Evolution of the Coaster
Posted 03.06.2019 by Kitty Costello
We always find it interesting when you stumble across a forgotten object that was part of a development process. It’s usually a dusty, discarded prototype piece that didn’t turn out quite right and now appears a bit crude and half-baked when held up next to what was finally arrived at. As we were going through some boxes yesterday, we ran across some versions of the coaster that were experiments to figure out the best way to make an idea a reality.
Here’s an early concept we toyed around with. These would have been machined from a solid piece of stock and manufactured on a CNC mill.
The second version, which was a real physical prototype, has now become circular instead of squared off. These samples are still machined from a solid piece of stock with these being made from brass, copper and anodized aluminum.
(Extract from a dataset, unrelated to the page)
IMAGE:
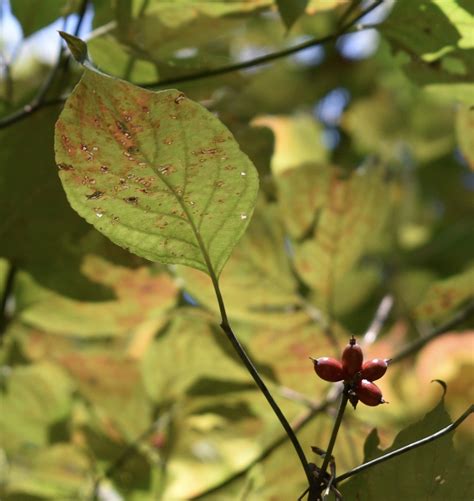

This whole concept ended up being too expensive.
In this third version we looked into having a custom profile roll formed and then welded to make a ring, which would then have a sheet metal disc placed in the center. The epoxy fill would then bond the assembly together. The quantities required to make this feasible were in the thousands, above what we wanted to do.
Finally, we decided metal spinning made the most sense in terms of cost and flexibility. We also found the process fascinating. This picture shows an early version of a spun metal coaster (4” diameter) that was deemed to small next to the version we make today (4 1/2” diameter), which required a second round of tooling to be made.The internal ring detail from the machined version returns on the 4 1/2” version to make it more visually interesting by delineating a field for a second color. More importantly, the earlier ring-less version showed us that condensation would drip down and collect to form a seal at the bottom of the glass, meaning that the coaster would stay attached to the glass when it was lifted and then fall off into your lap. So the ring had a secondary purpose in that it created a small gap that acted as a “vacuum break” to solve the problem.